Унимая досаду, Наталья вздохнула:

— Как же стараться? Вы самая толковая из штамповщиц, в вас природа исследовательскую изюминку запекла, вы не делаете записей, притом проводку перерубили.

— До музыки голова сроду не болела. Теперь под конец смены терпежу нет, ильно обручем на винтах черепушку стянули.

— Будем искать причину. Заменим наушники. Может, дужка слишком тугая, конструкция наушников не та? Может, произведения гоним не по вам? По-разному привыкают к музыке в условиях труда. Вы, к тому же, не хотите к ней адаптироваться.

— Не хочу и отказываюсь слушать.

— Добровольность — наш принцип.

— Добровольность?! Рассказывайте. Я ведь деревенская. Давайте ослобождайте или ведите в милицию. План не ждет.

— Ох, Рымарева, Рымарева... При чем тут милиция? Ладно, отправляйтесь в цех.

РЕКА, ЗАБРАННАЯ В ТРУБУ, И СЕГОЛЕТКИ

Ситчиков совсем не ездил в директорском автомобиле.

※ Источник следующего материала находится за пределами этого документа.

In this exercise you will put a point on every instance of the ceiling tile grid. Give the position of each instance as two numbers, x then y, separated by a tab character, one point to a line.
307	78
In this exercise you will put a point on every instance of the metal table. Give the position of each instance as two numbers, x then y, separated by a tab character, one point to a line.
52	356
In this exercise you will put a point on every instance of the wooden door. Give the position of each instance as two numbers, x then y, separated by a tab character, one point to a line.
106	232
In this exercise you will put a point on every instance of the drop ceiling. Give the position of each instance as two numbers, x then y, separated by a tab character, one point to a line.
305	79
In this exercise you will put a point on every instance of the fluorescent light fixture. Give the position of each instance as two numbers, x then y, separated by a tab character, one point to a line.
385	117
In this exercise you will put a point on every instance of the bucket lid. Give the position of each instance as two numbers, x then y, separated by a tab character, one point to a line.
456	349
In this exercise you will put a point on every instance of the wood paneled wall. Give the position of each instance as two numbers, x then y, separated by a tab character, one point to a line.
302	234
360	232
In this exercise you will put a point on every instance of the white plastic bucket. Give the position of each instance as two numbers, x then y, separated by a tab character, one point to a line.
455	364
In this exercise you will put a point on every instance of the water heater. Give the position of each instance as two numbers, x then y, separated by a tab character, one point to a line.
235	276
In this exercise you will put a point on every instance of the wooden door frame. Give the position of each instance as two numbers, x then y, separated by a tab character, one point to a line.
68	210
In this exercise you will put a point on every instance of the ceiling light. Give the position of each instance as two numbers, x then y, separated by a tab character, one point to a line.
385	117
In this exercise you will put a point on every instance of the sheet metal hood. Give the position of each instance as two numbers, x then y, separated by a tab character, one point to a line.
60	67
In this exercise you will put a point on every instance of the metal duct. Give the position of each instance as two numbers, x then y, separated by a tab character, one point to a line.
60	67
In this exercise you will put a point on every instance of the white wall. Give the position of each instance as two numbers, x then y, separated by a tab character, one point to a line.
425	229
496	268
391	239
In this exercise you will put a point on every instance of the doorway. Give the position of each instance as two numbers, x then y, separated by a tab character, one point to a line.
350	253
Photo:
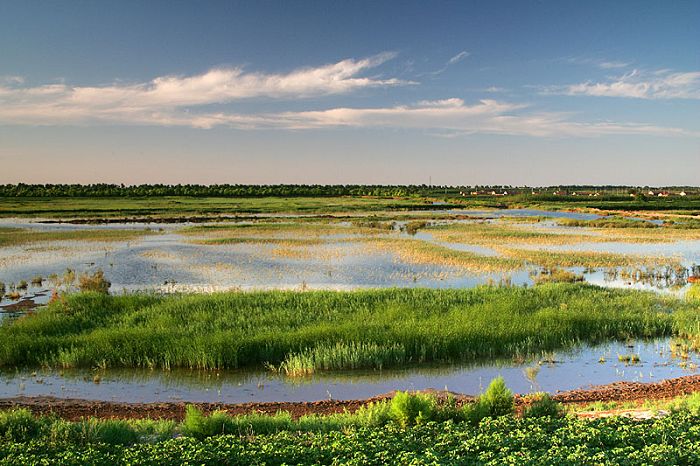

В день нашего знакомства, когда я прокатилась с ним в трамвае от гостиницы до завода, он объяснял, почему воздерживается от пользования персональными машинами, но тогда я восприняла это без надлежащей серьезности (мальчишка, выпендрежник) и забыла об этом. Но ненароком он напомнил о своем принципе: стоило завести речь о том, что Желтых Кувшинок я еще не знаю, а надо бы понаведаться к голодающему Ергольскому, он сразу воодушевился, принявшись чертить и рисовать на блокнотном листке, как мне дойти до автобусной остановки и какие старинные постройки осмотреть дорогой, где с автобуса пересесть на трамвай и каким путем добраться до«паруса» Ергольского напрямик. Перегибая листок пополам, я издевательски польстила Ситчикову: в нем-де гибнет отличный топограф. Довольство Ситчикова тем, что я не пренебрегаю общественным транспортом, помешало ему уловить мою издевку.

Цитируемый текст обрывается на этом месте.